Mark’s passion for YachtAid Global knows no bounds. He self-funded the charity for 11 years both personally and through C2C, adding: “We never wanted to get stuck for the sake of a few thousand dollars so I would write the cheque and make it happen.
“In the last three years, the fundraising mechanism has kicked in and is stable so my personal financial support of YAG has stopped. Donations come in from the yachting community and the public and we create specific projects for our YAG clients based on what they want to do, with proposals put in front of owners or family offices detailing exactly what is involved.”
With so many potential causes to support, it can be a tough call to pinpoint exactly where aid should be directed and a key criterion is whether the location is frequented by superyachts.
“If not, we have to then look at how we can add value by not being there or having people on the ground,” adds Mark. “Sometimes making intros and stepping aside is a huge benefit to people in getting things done. What guides us is providing the right aid for the right people at the right time. If one of those pillars is not in place, the project is doomed to failure.”
This decision-making matrix has been a winner thus far; since 2006, more than 250 yachts have been involved in 175 projects across 25 countries but it was only six years ago that YAG’s disaster relief programme for Cyclone Pam in Vanuatu, an archipelago of over 80 islands in the South Pacific, really put the charity on the map.
“A big turning point happened when MY Dragonfly asked us what they could do to help,” says Mark. “At the time, we weren’t really known by the UN or disaster management in Fiji and it was a huge undertaking to get the authorities to understand our capabilities.
“That programme was publicised and brought attention to the fact that superyachts could be used for disaster relief. It was a significant milestone in helping us develop long term relationships in Vanuatu which still continue today.”
With multiple other ongoing projects including operations Jade in Central America, Beagle in the Galapagos, and Viti in Fiji, a couple of success stories stand out. Operation Quartz in Porto Escondido in Mexico provides filtered drinking water to thousands of people daily and Operation Topaz in The Bahamas is a long-term project to repair damage caused by Hurricane Dorian. YAG’s latest renovation work includes completion of a school playground.
It’s a natural human desire to want to help someone in crisis yet many might think that the average yacht owner is too busy with their own demanding lives to worry. In Mark’s experience, however, this could not be further from the truth. “There are always obstacles and challenges, from changing schedules to weather issues to things breaking, but they always want to do more,” he says.
“Owners realise that they have an obligation to help those in the communities they visit.

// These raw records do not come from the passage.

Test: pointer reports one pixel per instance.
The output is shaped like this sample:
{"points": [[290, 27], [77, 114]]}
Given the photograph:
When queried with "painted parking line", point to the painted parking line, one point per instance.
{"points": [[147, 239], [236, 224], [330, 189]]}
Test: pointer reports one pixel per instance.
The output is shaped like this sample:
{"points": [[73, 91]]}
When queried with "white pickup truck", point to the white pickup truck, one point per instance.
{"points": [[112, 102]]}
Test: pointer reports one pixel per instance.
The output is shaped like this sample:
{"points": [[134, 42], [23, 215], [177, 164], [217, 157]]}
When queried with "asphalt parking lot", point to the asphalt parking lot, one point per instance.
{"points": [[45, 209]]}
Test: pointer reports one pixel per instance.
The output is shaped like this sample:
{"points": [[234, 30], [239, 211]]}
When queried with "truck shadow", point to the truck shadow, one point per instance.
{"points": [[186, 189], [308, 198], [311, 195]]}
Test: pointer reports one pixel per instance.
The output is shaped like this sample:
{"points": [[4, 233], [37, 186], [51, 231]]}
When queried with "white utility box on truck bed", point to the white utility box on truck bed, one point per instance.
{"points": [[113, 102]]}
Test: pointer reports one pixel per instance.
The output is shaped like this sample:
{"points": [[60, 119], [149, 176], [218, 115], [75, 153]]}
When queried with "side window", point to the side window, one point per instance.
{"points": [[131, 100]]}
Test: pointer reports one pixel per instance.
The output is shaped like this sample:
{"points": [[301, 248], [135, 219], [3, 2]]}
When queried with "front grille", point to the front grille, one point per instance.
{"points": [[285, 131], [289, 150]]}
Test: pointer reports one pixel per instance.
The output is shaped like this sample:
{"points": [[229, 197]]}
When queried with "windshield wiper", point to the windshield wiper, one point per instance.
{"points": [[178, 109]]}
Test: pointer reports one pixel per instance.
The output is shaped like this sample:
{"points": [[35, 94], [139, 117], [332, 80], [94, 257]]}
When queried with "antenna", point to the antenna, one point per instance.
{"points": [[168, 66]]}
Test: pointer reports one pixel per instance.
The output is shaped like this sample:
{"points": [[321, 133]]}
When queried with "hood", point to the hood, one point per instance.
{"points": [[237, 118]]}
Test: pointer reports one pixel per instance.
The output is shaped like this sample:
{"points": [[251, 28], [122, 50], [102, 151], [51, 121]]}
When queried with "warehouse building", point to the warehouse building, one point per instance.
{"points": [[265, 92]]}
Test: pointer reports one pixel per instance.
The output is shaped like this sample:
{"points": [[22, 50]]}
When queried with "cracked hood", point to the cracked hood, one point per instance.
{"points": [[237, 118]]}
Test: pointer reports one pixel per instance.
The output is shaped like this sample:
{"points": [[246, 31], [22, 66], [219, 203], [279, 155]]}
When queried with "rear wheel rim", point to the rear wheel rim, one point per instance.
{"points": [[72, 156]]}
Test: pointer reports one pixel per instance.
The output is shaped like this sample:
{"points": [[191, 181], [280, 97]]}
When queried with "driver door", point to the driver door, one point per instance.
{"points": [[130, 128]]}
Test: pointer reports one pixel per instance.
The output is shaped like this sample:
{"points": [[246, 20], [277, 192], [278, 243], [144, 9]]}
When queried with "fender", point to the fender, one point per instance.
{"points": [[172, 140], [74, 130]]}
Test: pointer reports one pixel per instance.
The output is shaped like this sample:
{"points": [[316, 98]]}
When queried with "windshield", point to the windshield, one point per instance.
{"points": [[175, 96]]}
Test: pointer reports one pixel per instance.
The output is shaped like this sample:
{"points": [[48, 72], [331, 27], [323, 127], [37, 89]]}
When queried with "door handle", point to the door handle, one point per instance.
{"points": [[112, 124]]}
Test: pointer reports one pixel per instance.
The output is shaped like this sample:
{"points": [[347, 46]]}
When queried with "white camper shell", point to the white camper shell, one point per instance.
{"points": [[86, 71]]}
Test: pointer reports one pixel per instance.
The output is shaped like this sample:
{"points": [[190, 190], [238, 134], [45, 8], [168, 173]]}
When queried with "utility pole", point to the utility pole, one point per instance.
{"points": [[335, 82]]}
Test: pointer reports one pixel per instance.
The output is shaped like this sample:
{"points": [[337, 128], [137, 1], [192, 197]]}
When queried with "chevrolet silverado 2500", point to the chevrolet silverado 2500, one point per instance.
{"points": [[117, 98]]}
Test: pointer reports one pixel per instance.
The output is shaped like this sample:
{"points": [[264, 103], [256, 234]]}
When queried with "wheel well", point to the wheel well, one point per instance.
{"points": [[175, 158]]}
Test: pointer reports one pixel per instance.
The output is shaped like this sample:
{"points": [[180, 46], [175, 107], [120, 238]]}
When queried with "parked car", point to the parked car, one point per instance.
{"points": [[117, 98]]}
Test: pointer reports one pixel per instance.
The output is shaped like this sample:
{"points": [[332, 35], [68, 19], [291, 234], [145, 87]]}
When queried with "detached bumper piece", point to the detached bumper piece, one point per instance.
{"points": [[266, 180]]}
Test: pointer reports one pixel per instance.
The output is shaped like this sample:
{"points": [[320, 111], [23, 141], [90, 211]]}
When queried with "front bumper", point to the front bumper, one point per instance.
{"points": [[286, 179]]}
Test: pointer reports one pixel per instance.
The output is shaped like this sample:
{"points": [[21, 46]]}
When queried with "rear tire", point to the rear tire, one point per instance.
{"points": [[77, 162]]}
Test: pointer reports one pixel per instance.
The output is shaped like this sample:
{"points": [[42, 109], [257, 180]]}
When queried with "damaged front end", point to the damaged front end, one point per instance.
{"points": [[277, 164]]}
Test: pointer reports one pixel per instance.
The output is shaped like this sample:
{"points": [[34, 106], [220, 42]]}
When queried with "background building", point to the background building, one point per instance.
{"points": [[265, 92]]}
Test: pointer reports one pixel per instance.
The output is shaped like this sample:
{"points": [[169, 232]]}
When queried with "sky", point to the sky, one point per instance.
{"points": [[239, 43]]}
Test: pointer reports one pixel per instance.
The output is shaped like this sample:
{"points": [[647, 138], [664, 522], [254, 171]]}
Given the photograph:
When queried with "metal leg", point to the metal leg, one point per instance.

As an industry, we have an obligation to care and give back to the people that give us their land, their sea and their spirit.

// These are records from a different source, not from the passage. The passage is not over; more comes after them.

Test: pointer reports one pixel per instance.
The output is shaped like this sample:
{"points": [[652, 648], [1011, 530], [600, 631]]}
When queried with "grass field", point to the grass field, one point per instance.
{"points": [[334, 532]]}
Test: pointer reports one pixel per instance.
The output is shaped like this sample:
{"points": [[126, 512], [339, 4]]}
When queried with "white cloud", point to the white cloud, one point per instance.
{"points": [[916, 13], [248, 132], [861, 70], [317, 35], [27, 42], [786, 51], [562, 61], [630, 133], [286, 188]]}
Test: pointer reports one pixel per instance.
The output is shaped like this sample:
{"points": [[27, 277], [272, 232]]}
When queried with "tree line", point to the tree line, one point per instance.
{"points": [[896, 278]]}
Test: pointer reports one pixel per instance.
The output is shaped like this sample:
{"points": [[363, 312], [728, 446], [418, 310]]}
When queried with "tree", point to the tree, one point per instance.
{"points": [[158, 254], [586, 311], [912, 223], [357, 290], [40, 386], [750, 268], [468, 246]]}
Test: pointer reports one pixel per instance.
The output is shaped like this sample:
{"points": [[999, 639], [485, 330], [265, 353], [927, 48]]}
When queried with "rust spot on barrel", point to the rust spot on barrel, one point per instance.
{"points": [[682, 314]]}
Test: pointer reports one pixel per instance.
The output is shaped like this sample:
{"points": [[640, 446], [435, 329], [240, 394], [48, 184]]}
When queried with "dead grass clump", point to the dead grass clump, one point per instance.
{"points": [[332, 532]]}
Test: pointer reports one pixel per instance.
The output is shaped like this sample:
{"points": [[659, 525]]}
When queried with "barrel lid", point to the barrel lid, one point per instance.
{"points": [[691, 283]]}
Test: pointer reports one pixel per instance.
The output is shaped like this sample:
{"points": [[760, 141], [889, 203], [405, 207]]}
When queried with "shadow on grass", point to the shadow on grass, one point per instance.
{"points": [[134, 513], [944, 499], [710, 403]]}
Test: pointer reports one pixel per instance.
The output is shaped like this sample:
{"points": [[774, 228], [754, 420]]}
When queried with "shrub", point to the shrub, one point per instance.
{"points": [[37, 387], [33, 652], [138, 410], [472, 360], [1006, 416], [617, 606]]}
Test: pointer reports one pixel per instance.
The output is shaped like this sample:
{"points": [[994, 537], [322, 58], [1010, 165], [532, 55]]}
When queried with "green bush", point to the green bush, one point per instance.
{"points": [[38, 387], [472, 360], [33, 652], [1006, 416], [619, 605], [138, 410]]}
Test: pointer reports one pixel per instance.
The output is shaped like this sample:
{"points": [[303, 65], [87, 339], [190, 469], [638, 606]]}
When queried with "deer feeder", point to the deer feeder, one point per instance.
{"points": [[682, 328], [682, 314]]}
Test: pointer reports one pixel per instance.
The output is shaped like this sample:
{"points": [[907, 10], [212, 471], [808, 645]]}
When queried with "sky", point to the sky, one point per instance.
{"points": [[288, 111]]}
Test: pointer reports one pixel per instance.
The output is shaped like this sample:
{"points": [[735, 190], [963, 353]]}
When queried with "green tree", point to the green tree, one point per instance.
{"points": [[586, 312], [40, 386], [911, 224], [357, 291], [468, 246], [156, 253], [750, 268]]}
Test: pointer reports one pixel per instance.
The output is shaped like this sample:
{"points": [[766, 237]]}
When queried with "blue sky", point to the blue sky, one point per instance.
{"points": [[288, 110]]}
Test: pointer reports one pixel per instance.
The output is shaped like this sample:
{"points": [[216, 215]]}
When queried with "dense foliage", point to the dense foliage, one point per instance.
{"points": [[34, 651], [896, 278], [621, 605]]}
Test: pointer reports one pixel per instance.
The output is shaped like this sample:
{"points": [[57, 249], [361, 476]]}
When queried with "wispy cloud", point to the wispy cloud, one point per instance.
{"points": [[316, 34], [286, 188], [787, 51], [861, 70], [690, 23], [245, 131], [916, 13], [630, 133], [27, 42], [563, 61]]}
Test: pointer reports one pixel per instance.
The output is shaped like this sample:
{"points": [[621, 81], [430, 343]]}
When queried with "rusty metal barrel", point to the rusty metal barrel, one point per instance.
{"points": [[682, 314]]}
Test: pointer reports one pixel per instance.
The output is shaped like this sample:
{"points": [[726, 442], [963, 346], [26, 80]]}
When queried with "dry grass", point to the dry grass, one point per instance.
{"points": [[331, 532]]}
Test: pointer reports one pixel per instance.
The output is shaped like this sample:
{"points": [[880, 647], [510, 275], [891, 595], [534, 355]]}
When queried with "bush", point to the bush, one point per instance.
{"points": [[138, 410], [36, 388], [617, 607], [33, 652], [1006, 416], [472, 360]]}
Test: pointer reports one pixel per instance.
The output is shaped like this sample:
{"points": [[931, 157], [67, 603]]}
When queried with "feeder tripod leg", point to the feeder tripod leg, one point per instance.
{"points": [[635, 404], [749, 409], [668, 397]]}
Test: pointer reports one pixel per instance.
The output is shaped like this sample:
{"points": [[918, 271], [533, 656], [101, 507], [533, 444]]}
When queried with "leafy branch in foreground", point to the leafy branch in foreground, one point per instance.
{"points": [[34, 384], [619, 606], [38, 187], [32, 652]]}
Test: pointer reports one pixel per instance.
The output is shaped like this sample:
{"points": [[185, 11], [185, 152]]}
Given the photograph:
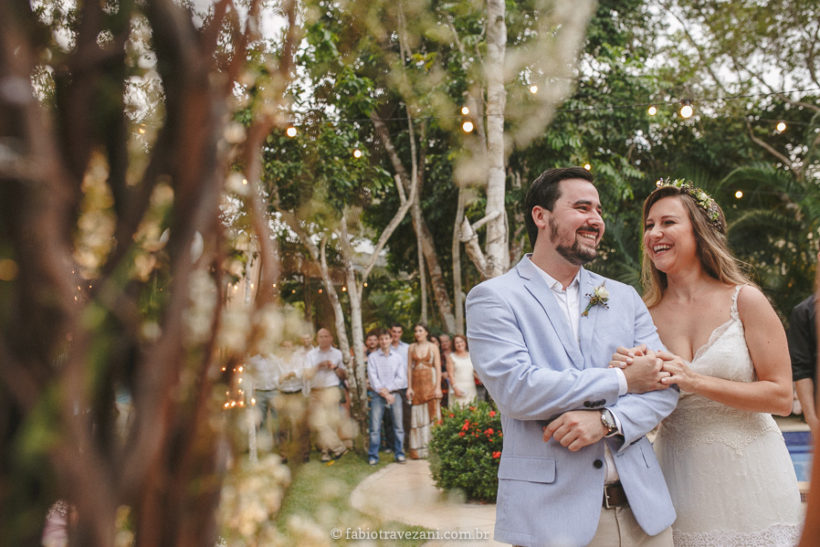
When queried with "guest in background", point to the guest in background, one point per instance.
{"points": [[264, 372], [461, 373], [802, 335], [388, 380], [291, 405], [328, 368], [424, 391], [445, 347], [371, 342]]}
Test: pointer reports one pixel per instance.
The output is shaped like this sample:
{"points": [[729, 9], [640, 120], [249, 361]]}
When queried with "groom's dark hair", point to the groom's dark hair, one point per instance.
{"points": [[545, 190]]}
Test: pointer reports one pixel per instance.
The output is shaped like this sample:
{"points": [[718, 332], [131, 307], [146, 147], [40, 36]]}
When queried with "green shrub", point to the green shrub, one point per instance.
{"points": [[466, 449]]}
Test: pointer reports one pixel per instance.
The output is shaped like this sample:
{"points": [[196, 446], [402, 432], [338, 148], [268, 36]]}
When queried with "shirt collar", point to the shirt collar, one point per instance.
{"points": [[554, 284]]}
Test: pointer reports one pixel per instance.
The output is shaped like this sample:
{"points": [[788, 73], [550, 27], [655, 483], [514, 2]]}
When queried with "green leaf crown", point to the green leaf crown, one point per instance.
{"points": [[701, 198]]}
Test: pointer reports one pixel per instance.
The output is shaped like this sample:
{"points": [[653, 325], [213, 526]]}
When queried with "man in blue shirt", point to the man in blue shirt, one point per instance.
{"points": [[388, 380]]}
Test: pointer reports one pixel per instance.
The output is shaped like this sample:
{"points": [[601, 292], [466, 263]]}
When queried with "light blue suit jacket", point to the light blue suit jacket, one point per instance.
{"points": [[524, 351]]}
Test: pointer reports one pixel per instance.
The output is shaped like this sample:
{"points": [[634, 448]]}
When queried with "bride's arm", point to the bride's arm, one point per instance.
{"points": [[766, 340]]}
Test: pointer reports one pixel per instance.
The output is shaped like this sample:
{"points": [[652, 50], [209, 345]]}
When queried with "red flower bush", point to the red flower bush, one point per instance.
{"points": [[465, 451]]}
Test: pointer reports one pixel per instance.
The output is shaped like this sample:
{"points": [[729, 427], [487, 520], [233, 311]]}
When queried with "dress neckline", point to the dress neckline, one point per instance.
{"points": [[718, 331]]}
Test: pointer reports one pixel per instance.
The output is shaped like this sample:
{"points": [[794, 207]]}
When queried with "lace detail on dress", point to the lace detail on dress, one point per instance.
{"points": [[729, 473], [779, 535]]}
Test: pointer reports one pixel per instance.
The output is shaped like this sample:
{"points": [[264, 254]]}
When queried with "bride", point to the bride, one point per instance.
{"points": [[727, 467]]}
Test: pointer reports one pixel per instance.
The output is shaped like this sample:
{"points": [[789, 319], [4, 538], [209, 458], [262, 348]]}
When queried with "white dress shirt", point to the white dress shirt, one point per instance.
{"points": [[568, 300]]}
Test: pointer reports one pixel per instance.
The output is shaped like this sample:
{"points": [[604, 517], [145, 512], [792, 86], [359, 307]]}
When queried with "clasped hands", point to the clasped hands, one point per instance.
{"points": [[645, 370], [671, 369]]}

“The biggest impact we can make is through education. If we can educate kids to grow up understanding the importance of humanitarian issues and conservation, that’s the key. When kids tell their parents what to do, that works.”

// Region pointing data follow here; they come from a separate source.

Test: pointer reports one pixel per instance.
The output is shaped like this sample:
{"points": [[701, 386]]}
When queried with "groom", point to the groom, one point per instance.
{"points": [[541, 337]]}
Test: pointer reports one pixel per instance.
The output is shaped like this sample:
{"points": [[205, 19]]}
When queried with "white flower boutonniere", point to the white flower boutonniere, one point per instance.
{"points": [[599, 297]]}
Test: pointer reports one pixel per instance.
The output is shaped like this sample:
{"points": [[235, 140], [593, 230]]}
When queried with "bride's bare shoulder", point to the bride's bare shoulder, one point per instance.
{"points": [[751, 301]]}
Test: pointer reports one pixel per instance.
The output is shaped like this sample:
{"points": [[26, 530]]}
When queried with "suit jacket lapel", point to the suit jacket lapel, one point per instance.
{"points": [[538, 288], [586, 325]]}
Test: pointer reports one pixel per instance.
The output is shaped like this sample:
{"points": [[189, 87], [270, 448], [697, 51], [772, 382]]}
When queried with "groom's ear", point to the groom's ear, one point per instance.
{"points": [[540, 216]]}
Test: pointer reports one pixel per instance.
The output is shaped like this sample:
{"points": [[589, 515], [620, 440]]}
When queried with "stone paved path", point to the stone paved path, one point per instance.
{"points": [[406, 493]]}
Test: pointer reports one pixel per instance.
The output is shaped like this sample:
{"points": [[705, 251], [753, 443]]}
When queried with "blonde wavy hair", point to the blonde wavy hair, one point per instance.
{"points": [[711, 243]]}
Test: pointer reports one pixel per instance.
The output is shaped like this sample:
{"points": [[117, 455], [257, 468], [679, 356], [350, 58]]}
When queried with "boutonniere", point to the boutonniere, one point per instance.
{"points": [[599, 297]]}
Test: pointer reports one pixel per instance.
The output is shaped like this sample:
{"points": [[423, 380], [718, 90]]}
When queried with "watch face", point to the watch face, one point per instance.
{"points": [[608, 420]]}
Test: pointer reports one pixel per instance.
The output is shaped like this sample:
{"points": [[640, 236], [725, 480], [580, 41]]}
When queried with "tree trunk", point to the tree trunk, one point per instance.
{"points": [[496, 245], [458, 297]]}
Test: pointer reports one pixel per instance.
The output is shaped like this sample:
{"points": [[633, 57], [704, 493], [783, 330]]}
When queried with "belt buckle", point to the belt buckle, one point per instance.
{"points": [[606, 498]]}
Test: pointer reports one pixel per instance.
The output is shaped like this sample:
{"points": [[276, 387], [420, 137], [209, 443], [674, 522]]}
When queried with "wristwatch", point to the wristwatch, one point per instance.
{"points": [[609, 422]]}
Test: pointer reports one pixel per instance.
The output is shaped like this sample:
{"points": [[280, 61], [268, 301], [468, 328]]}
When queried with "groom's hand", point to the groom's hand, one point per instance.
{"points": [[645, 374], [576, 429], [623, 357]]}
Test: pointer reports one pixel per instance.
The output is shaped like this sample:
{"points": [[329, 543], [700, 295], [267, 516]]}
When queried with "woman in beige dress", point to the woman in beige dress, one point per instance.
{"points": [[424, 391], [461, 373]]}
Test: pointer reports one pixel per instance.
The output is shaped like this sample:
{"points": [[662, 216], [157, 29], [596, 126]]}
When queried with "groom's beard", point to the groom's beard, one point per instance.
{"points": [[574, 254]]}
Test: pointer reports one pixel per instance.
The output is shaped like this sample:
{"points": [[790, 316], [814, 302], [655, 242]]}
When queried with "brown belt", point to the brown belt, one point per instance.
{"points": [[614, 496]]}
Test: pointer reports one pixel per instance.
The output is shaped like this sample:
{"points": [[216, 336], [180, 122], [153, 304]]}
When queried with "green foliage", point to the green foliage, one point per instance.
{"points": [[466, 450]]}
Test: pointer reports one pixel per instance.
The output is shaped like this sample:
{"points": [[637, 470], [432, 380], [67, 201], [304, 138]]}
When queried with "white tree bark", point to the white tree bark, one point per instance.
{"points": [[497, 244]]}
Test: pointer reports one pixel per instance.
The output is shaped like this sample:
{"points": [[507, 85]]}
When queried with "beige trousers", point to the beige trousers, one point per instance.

Mark’s can-do attitude extends to his downtime too, and he surprised himself in recent years by becoming a champion bodysurfer. “I’ve been bodysurfing since I was five, I’m competitive but I only entered my first competition in 2016 in Brazil,” he recalls with a laugh.
“I was the old guy, the grandpa, but I finished in fourth place! The following year, I entered the World Bodysurfing Championships in the US and won my age division as a dark horse.
“I’m in the water every morning catching waves, it’s the only time I’m unplugged. I’m now in with the chance of winning the California BodySurf Tour, where I’m ranked third and am competing against kids young enough to be my grandkids!”